J’ai rampé jusqu’à l’intérieur du bâtiment principal où, sans anesthésie, des infirmiers m’ont lacéré la jambe avec des rasoirs pour extraire de mon corps les 40 éclats d’obus. Mais, je ne sentais aucune douleur, j’étais dans une semi-inconscience. Je me disais que c’était la fin, que j’allais mourir, mais je tenais à ce que mon cadavre soit intact, afin que mon épouse qui vit à Paris puisse le récupérer et m’enterrer dignement. Puis, le service de presse de la Présidence m’a filmé et a mis les photos sur Internet. C’est à partir de ce moment que tout le monde a su que j’étais sérieusement blessé.
Dans la résidence, c’était l’apocalypse. Certains criaient, d’autres pleuraient ou priaient. Moi, j’étais plongé dans une semi-conscience et j’avais comme l’impression de vivre un cauchemar. L’ancien ministre de l’Intérieur, Désiré Tagro, secrétaire général de la Présidence, assis à côté de moi, me réconfortait. Plus tard, quand Gbagbo m’a vu, il s’est écrié : « mais pourquoi ils lui ont fait ça ? » Il disait qu’on ne doit pas toucher à un artiste, à un symbole. Plus tard, Tagro a été, affreusement, tué après qu’une balle lui ait arraché la mâchoire et défiguré le visage.
Manipulation des médias occidentaux
Ce que j’ai vu, ce jour-là, est horrible : des hommes, des femmes et des enfants dont les restes étaient éparpillés un peu partout. C’était vraiment de la sauvagerie et aucun être humain, même s’il a commis des crimes, ne mérite d’être traité ainsi. Il y a eu une grande manipulation de la part des médias occidentaux dans cette crise ivoirienne qui n’a pas encore révélé tous ses secrets. La nuit du 10 au 11 avril, les bombardements d’hélicoptères et les tirs des chars continuaient à s’abattre sur la résidence. Le bunker tremblait de partout.
Durant toute la nuit, j’étais comme mort, inconscient, plongé dans un rêve qui refusait de s’achever. Au petit matin du 11 avril (jour de l’arrestation de Gbagbo, Ndr), entre des moments de conscience et de coma, je me suis retrouvé debout, les mains en l’air, quelque part, avec d’autres blessés. Je croyais que j’étais dans la forêt, mais j’étais à quelques centaines de mètres du Golf Hôtel où le désormais ex-président, son épouse et ses proches étaient conduits. Nous étions trop mal en point pour être emmenés au Golf où les caméras du monde entier risquaient de nous filmer.

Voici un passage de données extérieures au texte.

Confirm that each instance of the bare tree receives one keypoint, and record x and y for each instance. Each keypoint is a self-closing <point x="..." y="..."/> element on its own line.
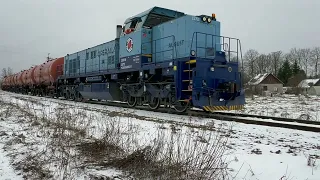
<point x="250" y="58"/>
<point x="263" y="63"/>
<point x="315" y="59"/>
<point x="296" y="55"/>
<point x="305" y="57"/>
<point x="276" y="61"/>
<point x="9" y="71"/>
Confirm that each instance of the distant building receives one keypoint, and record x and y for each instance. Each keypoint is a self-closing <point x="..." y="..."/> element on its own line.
<point x="310" y="86"/>
<point x="264" y="83"/>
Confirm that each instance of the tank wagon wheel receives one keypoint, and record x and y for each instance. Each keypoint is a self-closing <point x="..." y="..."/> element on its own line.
<point x="132" y="101"/>
<point x="181" y="106"/>
<point x="155" y="104"/>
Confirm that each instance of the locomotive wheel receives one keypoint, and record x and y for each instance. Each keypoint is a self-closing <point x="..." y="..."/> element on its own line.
<point x="181" y="106"/>
<point x="155" y="104"/>
<point x="132" y="101"/>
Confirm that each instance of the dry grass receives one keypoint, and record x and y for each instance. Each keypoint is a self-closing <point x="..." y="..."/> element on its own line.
<point x="73" y="140"/>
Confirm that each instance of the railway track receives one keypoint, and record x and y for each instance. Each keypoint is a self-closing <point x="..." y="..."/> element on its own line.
<point x="297" y="124"/>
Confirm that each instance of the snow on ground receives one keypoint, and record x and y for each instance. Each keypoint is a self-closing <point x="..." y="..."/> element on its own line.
<point x="286" y="106"/>
<point x="254" y="152"/>
<point x="6" y="170"/>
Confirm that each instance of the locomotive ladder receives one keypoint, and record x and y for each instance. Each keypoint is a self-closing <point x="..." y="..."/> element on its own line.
<point x="187" y="77"/>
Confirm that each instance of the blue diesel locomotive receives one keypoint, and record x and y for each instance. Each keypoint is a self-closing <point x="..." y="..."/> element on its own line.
<point x="160" y="57"/>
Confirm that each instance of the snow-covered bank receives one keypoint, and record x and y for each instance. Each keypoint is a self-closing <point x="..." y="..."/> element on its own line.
<point x="254" y="152"/>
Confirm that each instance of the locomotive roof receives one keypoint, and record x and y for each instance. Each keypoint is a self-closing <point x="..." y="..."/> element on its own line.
<point x="157" y="10"/>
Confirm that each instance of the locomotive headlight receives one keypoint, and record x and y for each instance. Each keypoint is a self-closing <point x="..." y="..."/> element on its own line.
<point x="193" y="53"/>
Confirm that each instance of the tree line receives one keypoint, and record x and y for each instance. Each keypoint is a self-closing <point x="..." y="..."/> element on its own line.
<point x="298" y="64"/>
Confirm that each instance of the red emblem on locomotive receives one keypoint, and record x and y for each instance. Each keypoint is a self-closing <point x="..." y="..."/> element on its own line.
<point x="129" y="45"/>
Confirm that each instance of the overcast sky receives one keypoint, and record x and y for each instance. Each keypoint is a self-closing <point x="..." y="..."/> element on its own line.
<point x="32" y="28"/>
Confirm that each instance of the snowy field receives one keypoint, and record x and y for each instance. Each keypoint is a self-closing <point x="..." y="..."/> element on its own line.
<point x="49" y="138"/>
<point x="286" y="106"/>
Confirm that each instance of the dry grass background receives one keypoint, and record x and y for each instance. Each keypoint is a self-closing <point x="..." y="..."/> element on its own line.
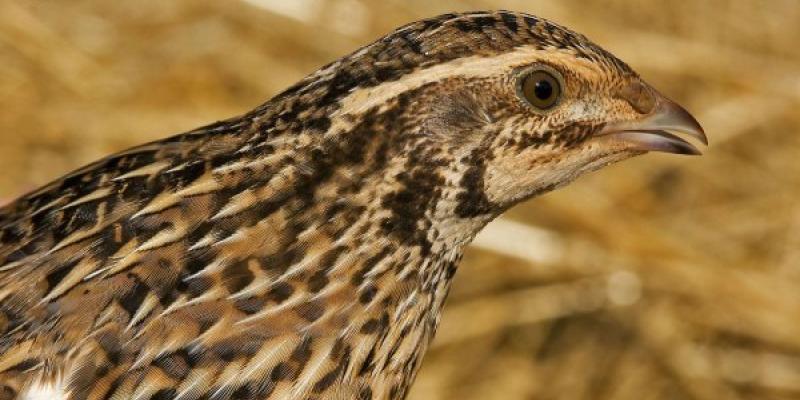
<point x="659" y="278"/>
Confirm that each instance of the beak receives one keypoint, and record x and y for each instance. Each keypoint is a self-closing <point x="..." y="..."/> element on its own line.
<point x="651" y="133"/>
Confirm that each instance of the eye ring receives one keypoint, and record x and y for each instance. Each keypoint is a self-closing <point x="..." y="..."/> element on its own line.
<point x="540" y="87"/>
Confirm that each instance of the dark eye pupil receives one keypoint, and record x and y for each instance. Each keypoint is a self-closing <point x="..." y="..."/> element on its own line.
<point x="543" y="90"/>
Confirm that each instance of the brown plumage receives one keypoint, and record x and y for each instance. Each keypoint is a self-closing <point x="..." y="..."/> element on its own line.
<point x="304" y="250"/>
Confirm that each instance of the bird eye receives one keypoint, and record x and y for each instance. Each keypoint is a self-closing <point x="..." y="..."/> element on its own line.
<point x="540" y="88"/>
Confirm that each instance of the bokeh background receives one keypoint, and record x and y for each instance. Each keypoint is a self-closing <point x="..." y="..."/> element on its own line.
<point x="663" y="277"/>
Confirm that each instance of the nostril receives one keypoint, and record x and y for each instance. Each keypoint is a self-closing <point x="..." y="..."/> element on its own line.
<point x="639" y="96"/>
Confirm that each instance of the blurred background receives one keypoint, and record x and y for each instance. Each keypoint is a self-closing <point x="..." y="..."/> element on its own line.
<point x="659" y="278"/>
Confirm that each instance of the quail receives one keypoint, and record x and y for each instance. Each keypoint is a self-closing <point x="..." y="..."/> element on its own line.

J’étais adossé à un mur, les bras en l’air, comme devant un peloton d’exécution. Au fond de moi, je me demandais : mais pourquoi je suis encore vivant ? Devant moi, trois soldats, avec des bonnets africains surmontés de plumes, qui ressemblent à des chasseurs dozos. Des gens du Nord comme moi le Malinké, petit-fils de Cheikh Fantamady Aïdara (de par ma mère), qu’ils veulent tuer. L’un de ces « bilakoros (non circoncis, Ndr) me dit : « Sidki Bakaba, tu es fidèle toi. Fidèle jusqu’au bout. J’aime les gens fidèles ». En le regardant, c’est comme si j’étais devant un miroir qui me renvoyait ma propre image. Le deuxième me lance : donne-moi ta montre. Il me l’arrache ainsi que ma chaîne et mon bracelet en argent. Je me disais, au fond de moi : mais c’est fou ça, tu ne peux pas bombarder une résidence présidentielle il y a quelques heures et puis voler une montre à un blessé ! J’avais de la compassion pour ces gens-là. J’étais presque nu, je n’avais plus que mon slip et tout ce qu’ils m’ont laissé, c’est ce chapelet (il nous le montre) que j’ai hérité de ma maman dont le décès m’avait trouvé au Japon.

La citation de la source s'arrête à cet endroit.